Non-completion rates a waste of public funds

Dinoo Kelleghan

Billions spent on courses where students won't graduate

Extremely low course completion rates from VET private providers show how poorly Australians are served by governments taking billions of dollars away from the TAFE sector. These same governments are handing funds to private providers without any data to justify the spending.

TAFE has double the completion rate of private providers, newly-released national statistics say.

The National Centre for Vocational Education Research (NCVER) last month, for the first time, included statistics on private providers that paint a picture of wastage and, more importantly, “the ultimate betrayal of Australia’s disenfranchised”, the unemployed (“Leg-up for the needy transformed into an expensive debacle”, The Australian, November 11).

Private providers now have double the number of students as TAFE Australia-wide, 2.3 million compared to 1.1 million, the NCVER said.

Between 2009 and 2012 — when other state and territory governments increased their funding levels to private providers, increasing their participation in the VET sector — fewer than one in five students finished their courses.

Last month the Australian Skills Quality Authority (ASQA) said one private college, Cornerstone/Empower Institute, received $46 million in government money and graduated just five students from 4000 enrolments last year; another, Keystone/College of Creative Design and Arts, had a completion rate of 11 per cent.

TAFE teachers have long pointed out that the private providers make money by focusing on low-cost online courses in Management and Commerce, leaving the heavy lifting of high-cost courses to TAFE.

The NCVER report bears this out: in 2014, with private providers dominating provision, more courses were taken externally across Australia (47 per cent compared to 45 per cent internal) with 44 per cent of enrolments in Management and Commerce.
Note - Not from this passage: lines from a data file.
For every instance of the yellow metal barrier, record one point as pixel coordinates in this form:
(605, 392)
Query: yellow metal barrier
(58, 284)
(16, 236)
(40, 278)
Dodgy private providers aim online courses at unemployed people – only about 8 per cent of whom are estimated to complete these courses, the NCVER says.

Course non-completion does not prevent the providers pocketing the fees. With VET Fee-Help easily accessible to private providers, fees — paid with taxpayer funds — have risen from $25.6m in 2009 to $1.75 billion in 2014, roughly $60,000 per diploma course, about twice the cost of a university degree.

One media report suggests that since 2009, up to $6 billion in public money has been given to private providers via VET students who have not, and will not graduate.